Awareness is Primary; Mind is an Appearance (with Audio)
With the energy system connected to the earth, the sense of “I am here” or “am-ness” is naturally felt without strain.
This sense of grounded, natural, uncontrived awareness is the basis, path and result. If we follow it through, it will re-arrange absolutely every aspect of our existence.
At the same time, the fundamental taste of it will be unchanging no matter how many outer transformations our life goes through. From the innocent moments of awakeness many of us enjoyed as children, to our first moment of real mindfulness as an adult, to the depth that comes from years of significant cultivation – the simplicity of being aware has a continuity throughout all stages and states. Because of this, we can call it the basic state.
The basic state – what we fundamentally are – is not an object. This means that it cannot be described cognitively or linguistically in a complete way. It cannot actually be named, because the basis of language is designating objects. See if this is true! There is no word that completely describes our basic nature. It totally resists any and all attempts at objectification.
This makes the conditioned mind a particularly poor tool for approaching it, because the basis of the conditioned mind is relating through subject/object. Its business is literally to know, categorize, understand, parse, and manipulate internal phenomenon and external objects.
This is fantastic if we are doing a hard crossword puzzle, and a total drag if we are doing meditation techniques. In some fundamental sense, the thinking mind has almost nothing to do with true meditation. It’s not capable of directing the process of transformation or even really understanding it.

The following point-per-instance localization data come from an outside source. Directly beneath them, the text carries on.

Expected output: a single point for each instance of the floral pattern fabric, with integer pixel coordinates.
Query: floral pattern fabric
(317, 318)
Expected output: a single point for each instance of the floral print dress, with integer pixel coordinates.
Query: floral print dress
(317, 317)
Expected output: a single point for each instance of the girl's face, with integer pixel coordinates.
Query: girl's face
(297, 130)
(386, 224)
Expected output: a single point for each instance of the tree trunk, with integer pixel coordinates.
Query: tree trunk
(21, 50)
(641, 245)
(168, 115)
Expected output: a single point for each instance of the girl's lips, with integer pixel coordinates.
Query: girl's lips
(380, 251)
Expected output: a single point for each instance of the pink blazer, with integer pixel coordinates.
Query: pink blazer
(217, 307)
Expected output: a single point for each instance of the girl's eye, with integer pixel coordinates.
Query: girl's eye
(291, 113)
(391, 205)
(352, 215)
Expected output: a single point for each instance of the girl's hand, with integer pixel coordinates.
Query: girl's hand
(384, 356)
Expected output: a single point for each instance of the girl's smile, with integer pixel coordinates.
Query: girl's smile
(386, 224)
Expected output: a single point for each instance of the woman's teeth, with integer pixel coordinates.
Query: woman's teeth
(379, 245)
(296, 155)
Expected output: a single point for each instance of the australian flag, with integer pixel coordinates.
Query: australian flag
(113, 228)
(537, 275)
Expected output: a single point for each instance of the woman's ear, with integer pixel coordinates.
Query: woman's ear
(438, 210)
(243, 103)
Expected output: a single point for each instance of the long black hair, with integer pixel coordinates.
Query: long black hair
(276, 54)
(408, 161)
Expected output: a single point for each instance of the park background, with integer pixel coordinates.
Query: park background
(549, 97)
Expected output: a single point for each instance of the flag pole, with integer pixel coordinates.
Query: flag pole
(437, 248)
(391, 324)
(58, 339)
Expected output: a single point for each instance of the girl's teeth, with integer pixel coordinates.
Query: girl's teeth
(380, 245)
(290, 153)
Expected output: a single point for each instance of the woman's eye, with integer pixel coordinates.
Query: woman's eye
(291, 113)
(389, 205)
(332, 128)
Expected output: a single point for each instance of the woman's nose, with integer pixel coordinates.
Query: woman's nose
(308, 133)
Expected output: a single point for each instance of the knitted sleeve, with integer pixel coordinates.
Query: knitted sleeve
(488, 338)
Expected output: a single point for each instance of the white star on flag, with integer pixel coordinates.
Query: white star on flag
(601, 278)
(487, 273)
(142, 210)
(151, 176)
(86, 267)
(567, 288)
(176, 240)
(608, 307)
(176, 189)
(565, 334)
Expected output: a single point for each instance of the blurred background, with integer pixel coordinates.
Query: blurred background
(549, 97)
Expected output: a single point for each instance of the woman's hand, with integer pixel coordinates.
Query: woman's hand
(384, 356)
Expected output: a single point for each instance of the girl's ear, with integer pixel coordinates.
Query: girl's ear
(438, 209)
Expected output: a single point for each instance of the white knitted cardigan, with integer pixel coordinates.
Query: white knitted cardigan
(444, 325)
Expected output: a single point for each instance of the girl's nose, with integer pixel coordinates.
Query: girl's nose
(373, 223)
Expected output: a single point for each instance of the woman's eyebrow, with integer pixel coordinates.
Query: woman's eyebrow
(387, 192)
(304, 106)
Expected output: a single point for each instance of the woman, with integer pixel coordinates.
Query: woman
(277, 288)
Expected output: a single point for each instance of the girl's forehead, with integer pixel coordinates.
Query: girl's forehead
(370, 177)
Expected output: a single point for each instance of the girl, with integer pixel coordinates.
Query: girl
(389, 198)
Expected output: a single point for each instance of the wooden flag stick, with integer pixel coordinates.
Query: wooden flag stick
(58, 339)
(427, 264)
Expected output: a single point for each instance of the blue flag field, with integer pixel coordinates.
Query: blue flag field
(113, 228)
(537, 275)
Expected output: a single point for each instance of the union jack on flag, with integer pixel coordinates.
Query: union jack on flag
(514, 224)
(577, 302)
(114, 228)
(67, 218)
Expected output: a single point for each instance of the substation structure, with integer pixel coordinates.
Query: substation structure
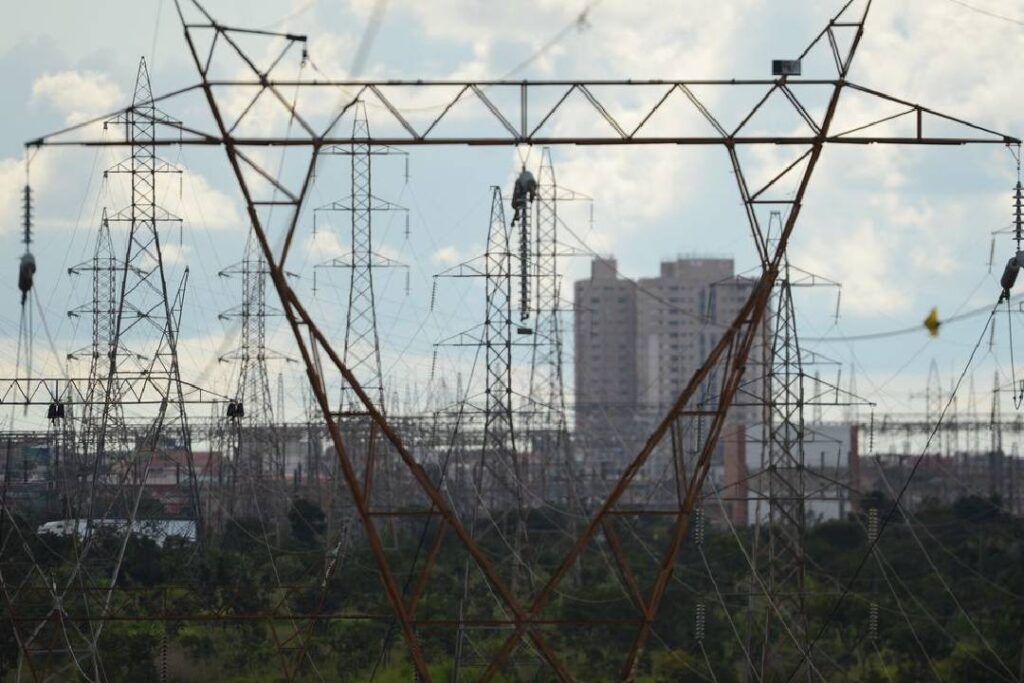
(470, 480)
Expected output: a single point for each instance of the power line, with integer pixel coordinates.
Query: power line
(986, 12)
(903, 331)
(896, 504)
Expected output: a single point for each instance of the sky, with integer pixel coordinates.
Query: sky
(901, 229)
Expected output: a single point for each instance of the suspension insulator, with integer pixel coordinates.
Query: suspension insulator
(26, 275)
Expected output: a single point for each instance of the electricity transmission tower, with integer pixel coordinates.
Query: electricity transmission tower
(253, 389)
(361, 351)
(527, 113)
(258, 444)
(497, 478)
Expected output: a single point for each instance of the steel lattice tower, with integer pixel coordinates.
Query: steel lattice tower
(361, 351)
(102, 309)
(546, 385)
(499, 434)
(253, 389)
(782, 477)
(145, 331)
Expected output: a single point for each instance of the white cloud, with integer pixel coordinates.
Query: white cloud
(79, 95)
(325, 245)
(206, 206)
(449, 255)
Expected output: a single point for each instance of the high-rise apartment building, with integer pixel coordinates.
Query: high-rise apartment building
(637, 344)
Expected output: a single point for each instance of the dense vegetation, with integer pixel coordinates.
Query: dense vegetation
(954, 612)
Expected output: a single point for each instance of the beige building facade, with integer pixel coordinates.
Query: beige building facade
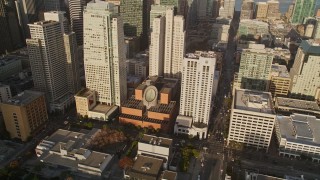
(25, 114)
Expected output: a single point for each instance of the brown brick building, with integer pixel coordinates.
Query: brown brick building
(152, 106)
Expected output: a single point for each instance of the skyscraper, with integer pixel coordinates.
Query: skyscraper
(197, 84)
(47, 60)
(255, 69)
(6, 44)
(156, 50)
(174, 45)
(226, 8)
(305, 72)
(76, 18)
(132, 13)
(302, 9)
(104, 53)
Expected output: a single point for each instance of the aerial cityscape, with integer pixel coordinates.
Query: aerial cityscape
(160, 89)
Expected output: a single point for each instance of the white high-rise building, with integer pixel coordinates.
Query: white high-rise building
(174, 45)
(305, 72)
(47, 60)
(197, 85)
(156, 50)
(104, 53)
(227, 8)
(76, 18)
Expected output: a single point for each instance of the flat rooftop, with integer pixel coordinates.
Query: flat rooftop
(255, 101)
(300, 128)
(159, 141)
(146, 168)
(279, 71)
(298, 104)
(24, 98)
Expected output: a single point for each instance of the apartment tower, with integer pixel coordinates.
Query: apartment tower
(305, 72)
(156, 50)
(76, 18)
(104, 53)
(197, 84)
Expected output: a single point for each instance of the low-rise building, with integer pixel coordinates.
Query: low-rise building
(280, 81)
(68, 149)
(152, 105)
(298, 135)
(25, 114)
(252, 118)
(156, 147)
(288, 106)
(87, 106)
(150, 168)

If you look closely at most foundational meditation techniques (awareness of breath, body, sound, etc.), you will see that their primary job in the beginning stages of practice is re-directing attention from thinking into sensation/feeling. Put simply, they are rudimentary, time-tested ways of getting the thinking mind out of the way.
This is necessary for most of us because of the strong, unconscious belief we have that who we are is synonymous with “the thinker” – the content of our mind and emotions.
If awareness is not recognized, we are left with a bunch of content that we take ourselves to be. This creates a big problem, because as we are investing our entire sense of self in this content, it, meanwhile, is constantly shifting, changing and re-arranging itself. This creates an almost constant state of low-grade dis-ease or stress in most people. The Buddha called it dukkha.
This is the primary delusion that is uprooted by the recognition and cultivation of presence-awareness. What is seen over time is that every ounce of internal and external content in our lives appears in awareness.
Awareness is primary. The basis. The root. Mind (and everything else for that matter) is an appearance. This is why awareness can observe mind states so clearly, but why mind cannot grasp the nature of awareness at all no matter how hard it tries. The lower cannot understand the higher.
Where this all leads to is an emphasis on being simple and natural. Our meditation session (and our life) becomes a living invitation to let the awareness-that-we-are become foreground in our experience.
Meditation pointers (like the grounding sequence) are simply helping the body-mind create a “seat” where the awareness can rest. A way of priming the system. We do not use attention to “do the meditation.” We use attention (when needed) to get the mind out of the way enough so that “meditation can occur.” We’re basically allowing what is fundamentally an involuntary process to “happen” with as little interference as possible.